Drei Mitarbeiter der Nachrichtenagentur Reuters sind nach eigenen Angaben im Irak von US-Soldaten geschlagen und zudem sexuell und religiös erniedrigt worden. Die Männer berichteten am Dienstag, zu den Misshandlungen sei es im Jänner auf einem Armeestützpunkt nahe Falluja gekommen. Sie hätten zunächst Reuters informiert und sich erst entschieden an die Öffentlichkeit zu gehen, nachdem das US-Militär die Vorwürfe zurückgewiesen hatte. In den vergangenen Wochen hatten Misshandlungen irakischer Gefangener durch US-Soldaten im Abu-Ghraib-Gefängnis bei Bagdad international Empörung ausgelöst.

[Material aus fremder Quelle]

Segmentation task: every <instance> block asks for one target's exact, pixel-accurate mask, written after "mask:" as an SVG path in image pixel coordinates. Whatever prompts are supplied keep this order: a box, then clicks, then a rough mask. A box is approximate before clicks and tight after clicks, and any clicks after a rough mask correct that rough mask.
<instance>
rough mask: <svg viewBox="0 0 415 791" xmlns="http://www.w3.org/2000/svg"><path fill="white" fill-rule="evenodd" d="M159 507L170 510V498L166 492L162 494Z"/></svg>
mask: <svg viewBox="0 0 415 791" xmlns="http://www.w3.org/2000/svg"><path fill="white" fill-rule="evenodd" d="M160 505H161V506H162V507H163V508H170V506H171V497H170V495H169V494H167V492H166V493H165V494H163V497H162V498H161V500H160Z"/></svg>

Zwei der Reuters-Mitarbeiter schilderten, sie hätten sich einen Finger in den Anus stecken müssen und diesen anschließend ablecken müssen. Zudem seien sie gezwungen worden, Schuhe in den Mund zu stopfen, was in der arabischen Welt als besonders erniedrigend gilt. Alle drei berichteten, sie seien zu erniedrigenden Gesten gezwungen worden, während US-Soldaten sie ausgelacht und verhöhnt hätten. Die Soldaten hätten Fotos von den Vorgängen gemacht. Wegen der demütigenden Art und Weise der Misshandlungen hätten sie zunächst nicht an die Öffentlichkeit gehen wollen, erklärten die Reuters-Mitarbeiter.

US-Militär: Keine Beweise

Das US-Militär teilte in einem Bericht mit, es gebe keine Beweise dafür, dass Reuters-Mitarbeiter gefoltert oder misshandelt worden seien. Am Montag ging bei Reuters zu dem Vorfall ein auf den 5. März datierter Brief des Oberbefehlshabers der US-Armee im Irak, General Ricardo Sanchez, ein. Seiner Einschätzung nach seien die Untersuchungen "gründlich und objektiv" gewesen und die Ergebnisse korrekt, hieß es darin. Reuters Nachrichtenchef David Schlesinger hat mit Verweis auf die im Mai bekannt gewordenen Vorgänge in Abu Ghraib das US-Verteidigungsministerium zu einer erneuten Überprüfung der Vorwürfe aufgefordert.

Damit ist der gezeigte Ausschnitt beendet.